Level 2 does not necessarily imply significant extra hardware inside level 1. This multithreshold information may be particularly important for level-2 topology triggers.

In comparison with the use of ROIs, the analysis of all the data from the detector at full granularity and at a rate of up to 100 kHz is unlikely to be an economic proposition.

### Level-1/level-2 communications problems addressed in RD27

Two models are proposed for level-2 operations – asynchronous and systolic – and, apart from a tighter time constraint for the systolic option, both require similar ROI information. In both cases, a level-1 trigger initiates the transfer of data from the front end of each subdetector into a set of level-2 buffers where the data are stored until after the level-2 decision. In the "asynchronous" option, the data for feature extraction are transferred from the buffers to "local processors"; for the systolic option, the data are intercepted before the level-2 buffers and "routed" to the feature extractors.

In either case, a mechanism is needed to select the correct data for analysis, to transfer it to the feature extraction processors and to initiate the process.



Figure 40: Outline of level-1/level-2 system.

As ROI information originates from different components of the level-1 trigger system, it must be collected, translated to suit the level-2 processors, and sent to the processors concerned. In addition, a summary of all ROIs has to be sent to the global level-2 processor allocated to handle a particular event. The major problem to be addressed is to determine the information required at level 2, to design a mechanism to generate that information from data available in the level-1 system (the ROI builder) and to distribute that information to the requisite places. This is illustrated in outline in Figure 40.

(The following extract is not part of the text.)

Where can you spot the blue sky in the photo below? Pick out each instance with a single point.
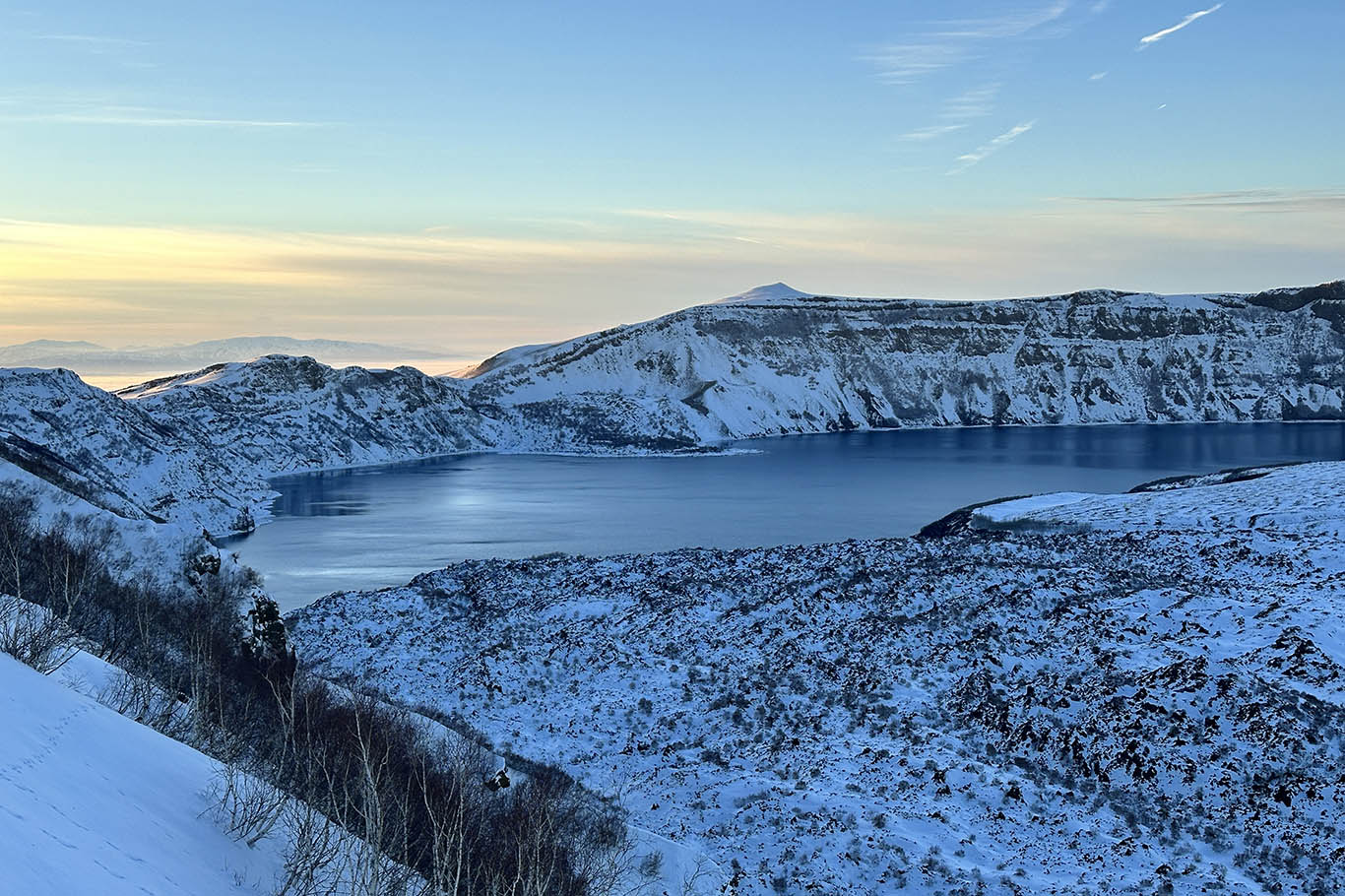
(483, 173)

A more detailed description of the interactions between level-1 and level-2 are given in an RD27 note [56]. This shows that other problems on level-1/level-2 communications which have to be addressed at a later stage in the project are the allocation of level-2 global

processors, error reporting and handling in the level-2 system and a "throttle" control to prevent the overflow of buffers at level 2. At this stage we are concerned with the ROI builder as we consider it the most challenging of the inter-communication tasks.

### ROI data definition for level 2

Information for the ROI builder comes from four sources: the muon system; the calorimeter system, the central trigger system and the level-2 trigger supervisor. These must be combined and processed in the ROI builder.

### ROI information from the muon system

Muon information is sent on receipt of level-1 trigger accept and is buffered at the input to the ROI builder by a FIFO. The data format is fixed and compressed into a long word which contains information on up to four regions of interest. The information for an ROI is the  $\eta - \varphi$  of the track found, its momentum threshold pattern and sign. Additional information in the data block is the event number and bunch-crossing identifier (BCID) which is used to synchronise the data with the other sources and for error checking.

# ROI information from calorimeter trigger systems

The information available directly from the calorimeter system is in the form of hit maps at different threshold levels. These maps will need to be declustered before combining with other information. The declustered information will be passed to the ROI builder together with the event number and BCID.

### ROI information from central trigger system

This provides the event trigger mask together with the event number and BCID.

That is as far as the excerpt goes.